The MRO walk (reversed so that object is processed first) ensures inherited fields retain their declaration order while being overridable by the subclass. _field_init processes each (name, annotation) pair from cls.__annotations__, consulting the default value already stored on the class if any. The KW_ONLY sentinel is detected here: once a field named KW_ONLY is encountered, all subsequent fields in that class have kw_only=True injected.

_init_fn builds a string of Python source:

def _init_fn(fields, frozen, has_post_init, self_name, globals, slots):
seen_default = False
body_lines = []
for f in fields:
...
if f.default is MISSING and f.default_factory is MISSING:
# No default.
if seen_default:
raise TypeError(f'non-default argument {f.name!r} '
'follows default argument')
else:
seen_default = True
...
return _create_fn('__init__',
[self_name] + [_init_param(f) for f in fields],
body_lines,
locals=locals,
globals=globals,
return_type=None)

_create_fn assembles the source string from the parameter list and body lines, then calls exec with a private globals dict that contains only the names the body actually references (default factories, field types for InitVar checks, etc.). The resulting function object is stored back on the class via _set_new_attribute, which skips the assignment if the class already defines the method unless force=True.

InitVar and KW_ONLY (lines 301 to 420)

cpython 3.14 @ ab2d84fe1023/Lib/dataclasses.py#L301-420

class InitVar:
__slots__ = ('type', )

def __init__(self, type):
self.type = type

def __class_getitem__(cls, type):
return cls(type)

# Sentinel for keyword-only fields.
KW_ONLY = KW_ONLY()

InitVar is a generic alias used in annotations to declare parameters that are passed to __init__ (and forwarded to __post_init__) but never stored as instance attributes. A field annotated InitVar[T] is detected in _process_class by isinstance(f.type, InitVar); such fields are collected into the __post_init__ call signature rather than the instance initialization body.

KW_ONLY is a module-level sentinel instance. When _process_class encounters an annotation whose value is KW_ONLY, it switches a boolean flag that forces all subsequent Field objects in that class to have kw_only=True. This allows mixing positional and keyword-only fields without relying solely on the class-level kw_only argument.

asdict recursive conversion (lines 1001 to 1100)

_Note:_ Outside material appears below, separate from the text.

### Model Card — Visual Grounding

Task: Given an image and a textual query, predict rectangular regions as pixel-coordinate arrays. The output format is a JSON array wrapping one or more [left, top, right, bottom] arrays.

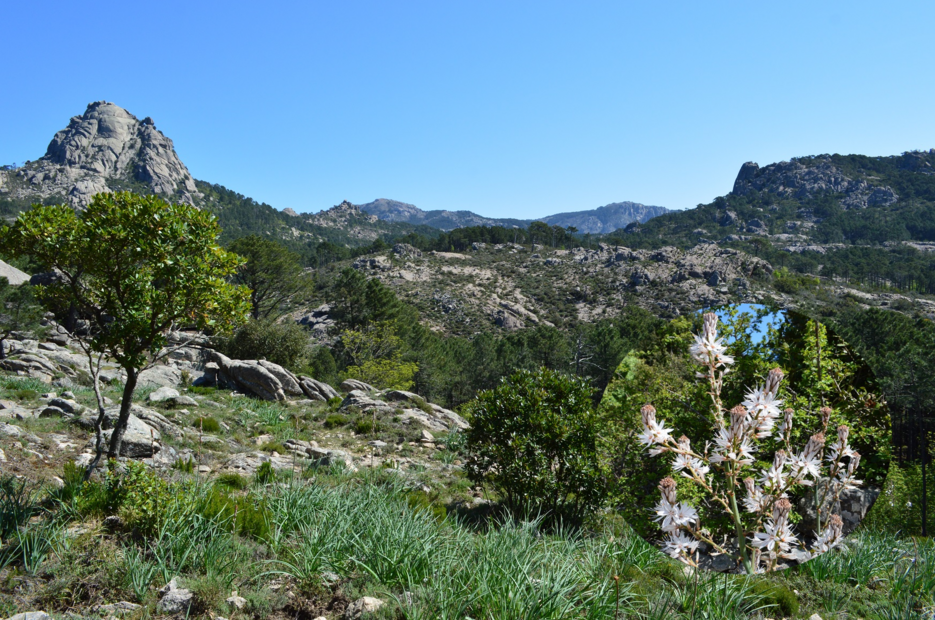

cpython 3.14 @ ab2d84fe1023/Lib/dataclasses.py#L1001-1100

def asdict(obj, *, dict_factory=dict):
if not _is_dataclass_instance(obj):
raise TypeError("asdict() should be called on dataclass instances")
return _asdict_inner(obj, dict_factory)

def _asdict_inner(obj, dict_factory):
if _is_dataclass_instance(obj):
result = []
for f in fields(obj):
value = _asdict_inner(getattr(obj, f.name), dict_factory)
result.append((f.name, value))
return dict_factory(result)
elif isinstance(obj, tuple) and hasattr(obj, '_fields'):
# namedtuple
return type(obj)(*[_asdict_inner(v, dict_factory) for v in obj])
elif isinstance(obj, (list, tuple)):
return type(obj)(_asdict_inner(v, dict_factory) for v in obj)
elif isinstance(obj, dict):
return type(obj)((_asdict_inner(k, dict_factory),
_asdict_inner(v, dict_factory))
for k, v in obj.items())
else:
return copy.deepcopy(obj)

_asdict_inner recurses depth-first. Nested dataclasses become dicts (assembled via dict_factory to allow OrderedDict or similar). Named tuples are reconstructed element-by-element. Plain lists and tuples preserve their concrete type via type(obj)(...). Dicts have both keys and values recursed. Anything else is deep-copied so the returned dict is fully independent of the original object graph. astuple follows the same recursive structure but produces nested tuples instead of dicts.